You may have a brownish vaginal discharge right after your period. This too is actually considered a normal vaginal discharge as it is simply a way for your body to clean up the vagina at the end of your period. The brown color is nothing more than old blood from the period which has mixed with the mucous and is being secreted from the body through a normal vaginal discharge.
Maintaining Normal Vaginal Discharge
The environment in the vagina has to be a certain way for it to remain healthy. Any interference with the delicate balance in the vagina can lead to several problems. An abnormal vaginal discharge is one of the first signs that something is not quite right with that balance, which reflects on what is going on in the rest of your body plus your lifestyle and habits. It is thus crucial that you do what you can to maintain a normal vaginal discharge. It is not difficult to do. All it requires is some common sense and adhering to a few simple rules as listed below.

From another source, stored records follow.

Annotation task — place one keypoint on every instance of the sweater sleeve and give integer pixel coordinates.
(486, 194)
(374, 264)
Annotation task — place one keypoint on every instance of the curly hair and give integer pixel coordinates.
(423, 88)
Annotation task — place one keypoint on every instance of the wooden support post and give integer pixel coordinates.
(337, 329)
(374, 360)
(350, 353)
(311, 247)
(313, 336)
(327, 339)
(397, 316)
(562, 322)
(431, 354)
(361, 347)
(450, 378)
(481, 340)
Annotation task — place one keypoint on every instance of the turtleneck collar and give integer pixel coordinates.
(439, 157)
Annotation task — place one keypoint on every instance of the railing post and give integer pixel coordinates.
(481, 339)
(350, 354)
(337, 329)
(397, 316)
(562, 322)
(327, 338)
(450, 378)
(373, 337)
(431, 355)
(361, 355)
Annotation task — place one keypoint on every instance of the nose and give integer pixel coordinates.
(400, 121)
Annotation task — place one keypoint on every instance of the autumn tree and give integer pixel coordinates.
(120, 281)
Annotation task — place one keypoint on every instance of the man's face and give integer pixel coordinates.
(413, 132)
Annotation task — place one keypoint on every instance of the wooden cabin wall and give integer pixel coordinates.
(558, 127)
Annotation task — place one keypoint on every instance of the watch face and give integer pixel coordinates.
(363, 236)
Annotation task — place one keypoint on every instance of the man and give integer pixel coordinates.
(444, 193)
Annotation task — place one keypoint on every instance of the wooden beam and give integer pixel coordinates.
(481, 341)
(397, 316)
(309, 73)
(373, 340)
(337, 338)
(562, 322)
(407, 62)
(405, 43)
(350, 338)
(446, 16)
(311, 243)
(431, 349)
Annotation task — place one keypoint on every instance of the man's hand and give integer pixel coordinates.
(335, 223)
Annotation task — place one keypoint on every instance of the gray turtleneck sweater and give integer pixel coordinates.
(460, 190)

- Maintain proper genital hygiene. Wash with only a mild soap and water. Do not use perfumes or perfumed products on your vagina.
- Make sure you pat your genital area dry after a wash or a bath. A damp vagina is a breeding ground for bacteria.
- Wipe front to back, from anus to vagina, after using the toilet.
- Wear clean cotton underwear. Change twice a day if your vaginal discharge is particularly heavy.
- Discover ways in which to manage stressful situations in your life. Stress and strong negative emotions can interfere with normal vaginal discharge.
- Research suggests that eating yogurt which has been fortified with live cultures can help to maintain good vaginal health, and thus maintain normal vaginal discharge.
- If you are diabetic, take measures to keep your blood sugar under control.
- Do not douche.
- Choose sanitary pads over tampons. Or at least wear pads more often than tampons if you can’t cut them out altogether.
- Avoid wearing pants that are too tight in the crotch.
- Use a condom every time you have sex. Infections can get transferred to the vagina via sex, and this can interfere with normal vaginal discharge.
- Avoid using lubricants which are oil based. Stick to water-based ones.
- Eat healthy foods and take supplements if needed since poor nutrition can sometimes affect normal vaginal discharge.